Are there risks? Certainly, but any risks are widely shared. Both levels of government, the private and public sectors, business community and national foundations across Canada, all who collectively are contributing the other $61 Million to the project, would not invest if not convinced of the need and benefit of what they consider to be a national iconic asset. We should take some considerable comfort in these diverse, generous and considered investments by others.

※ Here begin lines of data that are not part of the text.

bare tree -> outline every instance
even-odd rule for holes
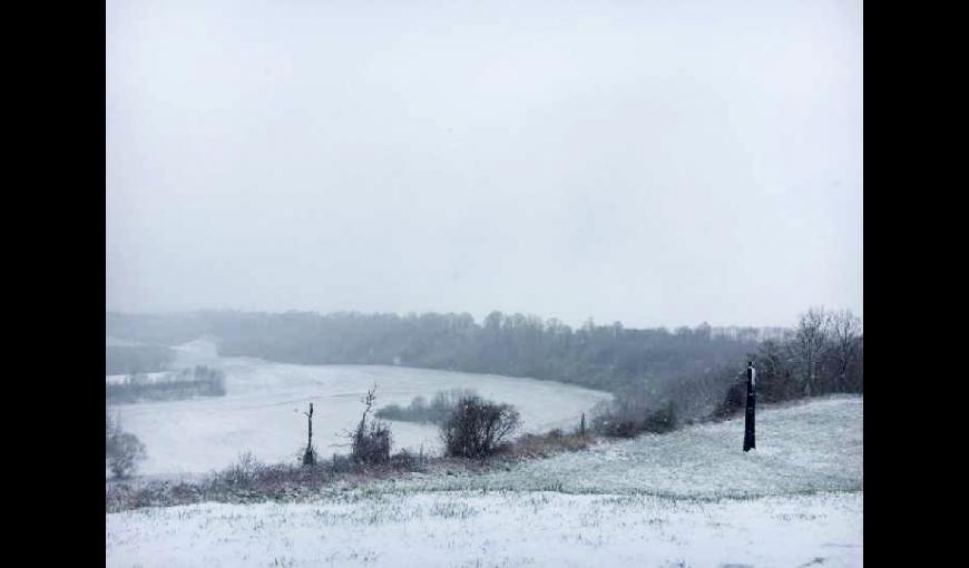
[[[800,370],[804,395],[811,395],[816,384],[821,361],[829,349],[831,315],[823,307],[812,307],[801,314],[791,343],[793,358]]]
[[[363,399],[363,415],[360,417],[360,423],[356,425],[356,431],[350,433],[351,450],[350,454],[358,463],[375,464],[390,461],[390,444],[391,433],[390,428],[379,420],[366,422],[366,415],[373,409],[373,402],[376,400],[376,385],[366,391],[366,396]]]
[[[834,364],[834,390],[848,388],[848,370],[859,352],[861,320],[843,310],[831,314],[830,356]]]
[[[307,440],[306,450],[303,452],[303,466],[316,464],[316,449],[313,448],[313,403],[310,403],[310,412],[303,412],[306,415]]]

While all communities struggle to differentiate themselves in the competitive world of job creation, visitor attraction and destination attractiveness, it is interesting to see how municipal leadership in other Canadian communities is approaching investment in similar cultural facilities/projects. Saskatoon invested $30.2 Million in their new $83.0 Million Remai Art Gallery (36% of project). Thunder Bay - $5 Million in the New Art Gallery ($15% of project); Winnipeg – Inuit Art Centre - $5 Million (8% of $60 Million). The $4 Million requested of our City is 6% of the project. Of the numerous recent investments by the City in public/private partnership developments (YMCA, YWCA, Hospice, Humane Society) the municipal contributions/investments have all exceeded 15% of project costs. These investments have brought significant benefit in infrastructure, services and programming to taxpayers. The Canoe Museum will be no different. It will be a national asset, built by Canadians from across Canada, and few communities in Canada can make that claim.

Will the reduction to a $2 Million investment adversely affect the project? In absolute dollar terms, perhaps minimally (although all money is important). It will however, raise significant questions among the national and provincial government partners, and public and private donors. The first question donors always ask is “Does the municipality support, endorse and financially contribute to the project?”. Our Council professes ‘full support’ for the Museum project, yet has reduced its staff recommended investment by 50%. If I was another investor, would that bring a seed of doubt to my mind? The cost of this decision to the project will not be $2 Million in reduction, it will be the unknown dollars not contributed because we lack a satisfactory answer to the donor question and perceived lack of municipal commitment. With respect, “full support”, in the face of the recommendation, is not shown by a 50% reduction.

Personally, as a taxpayer, I am a consistent supporter of what I call public/private investment and partnerships. It is a concept we encourage and practice in our business. It takes courage to collaborate, supported by a mutual willingness to make investments that will benefit all sectors of our community. It takes strong municipal leadership to send the right message. I remember, “Peterborough – Open for Business”. If we really are, and we are astute investors, we will partner with the others who are willing to contribute $61 Million with the City’s $4 Million to give us this national asset. Wearing my “taxpayer” hat, this is a good investment, a unique opportunity – not to be missed!